Here’s a full-size truck chassis. The only way you can build an RC version is to have c-channel frame rails, a 4-link or leaf spring suspension and so on. The current “big four” trail platforms aren’t copies of each other, they’re all trying to make an RC replica of the same subject: a dual-solid-axle, body-on-frame truck chassis.
Below you can see the Axial SCX10, Vaterra Ascender, RC4WD, Venture RC and Trail Finder 2 rolling chassis. They all look very similar because they’re all models of the same type of vehicle: a dual-solid-axle, body-on-frame truck chassis. If Revell and Monogram both offer 1/25 scale models of a ’64 Ford Mustang, you wouldn’t say, “Revell copied Monogram, they have a horse on the grille too!” It makes just as little sense to say HPI copied Axial by putting a rail chassis on their model of a rail-chassis truck. Look beyond the broad strokes that any realistically-constructed trail chassis is going to have, and you’ll see how these trucks are all different.
Axial’s SCX10 features a c-channel frame which looks similar to what is used on a full-size truck. All the rest of the trucks in this category went with a similar spin on this type of chassis. It’s the only way you can get a scale truck to look like the real deal.
The Ascender and SCX10 both use a 3 gear transmission but so do other vehicles such as 2WD rear motor buggies. So are the SCX10 and Ascender copies of a buggy? The transmission used in each truck are also very different. The SCX10 has a fixed design while the Ascender’s transmission can be upgraded to a 2-speed if you choose to do so.
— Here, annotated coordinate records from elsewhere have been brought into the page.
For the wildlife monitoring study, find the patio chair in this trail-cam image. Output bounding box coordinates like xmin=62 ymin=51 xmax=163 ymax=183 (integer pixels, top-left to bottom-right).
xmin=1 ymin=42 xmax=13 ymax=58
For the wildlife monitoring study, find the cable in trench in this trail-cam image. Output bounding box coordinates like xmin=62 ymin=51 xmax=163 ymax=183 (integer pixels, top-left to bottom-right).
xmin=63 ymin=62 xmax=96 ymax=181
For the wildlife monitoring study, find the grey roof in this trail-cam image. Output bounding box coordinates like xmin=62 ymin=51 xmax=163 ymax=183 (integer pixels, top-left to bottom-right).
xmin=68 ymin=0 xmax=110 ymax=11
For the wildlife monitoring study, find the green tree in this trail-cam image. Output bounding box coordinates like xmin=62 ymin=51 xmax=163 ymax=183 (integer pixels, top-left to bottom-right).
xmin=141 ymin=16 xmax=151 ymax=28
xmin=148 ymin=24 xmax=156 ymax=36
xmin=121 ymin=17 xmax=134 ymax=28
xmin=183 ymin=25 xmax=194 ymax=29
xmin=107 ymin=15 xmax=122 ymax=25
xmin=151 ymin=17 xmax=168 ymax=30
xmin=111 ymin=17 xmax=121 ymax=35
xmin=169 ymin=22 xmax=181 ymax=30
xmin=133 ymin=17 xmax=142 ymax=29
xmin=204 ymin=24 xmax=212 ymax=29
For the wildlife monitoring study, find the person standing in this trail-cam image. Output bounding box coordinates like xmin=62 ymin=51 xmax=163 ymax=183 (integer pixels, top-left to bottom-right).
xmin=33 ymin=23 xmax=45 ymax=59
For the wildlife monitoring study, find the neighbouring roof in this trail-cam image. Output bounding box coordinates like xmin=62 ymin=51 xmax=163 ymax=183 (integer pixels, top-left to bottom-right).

The SCX10’s battery can be mounted in the rear and that’s where you’ll find the battery in the FJ. If you look closely the designs on that battery tray are completely different.
RC4WD’s Trailfinder 2 is equipped with a front mounted motor to help get weight over the front axle the newly released Venture RC FJ also has a front mounted motor. There’s a big difference on how each vehicle gets the motor’s power to the ground.
Let’s not forget that Tamiya was building scale trail trucks in the 80’s many years before the newest trucks were released. Does that mean that the new trucks are copies of Tamiya trucks like the Hilux, Bruiser, Mountaineer? I don’t think so!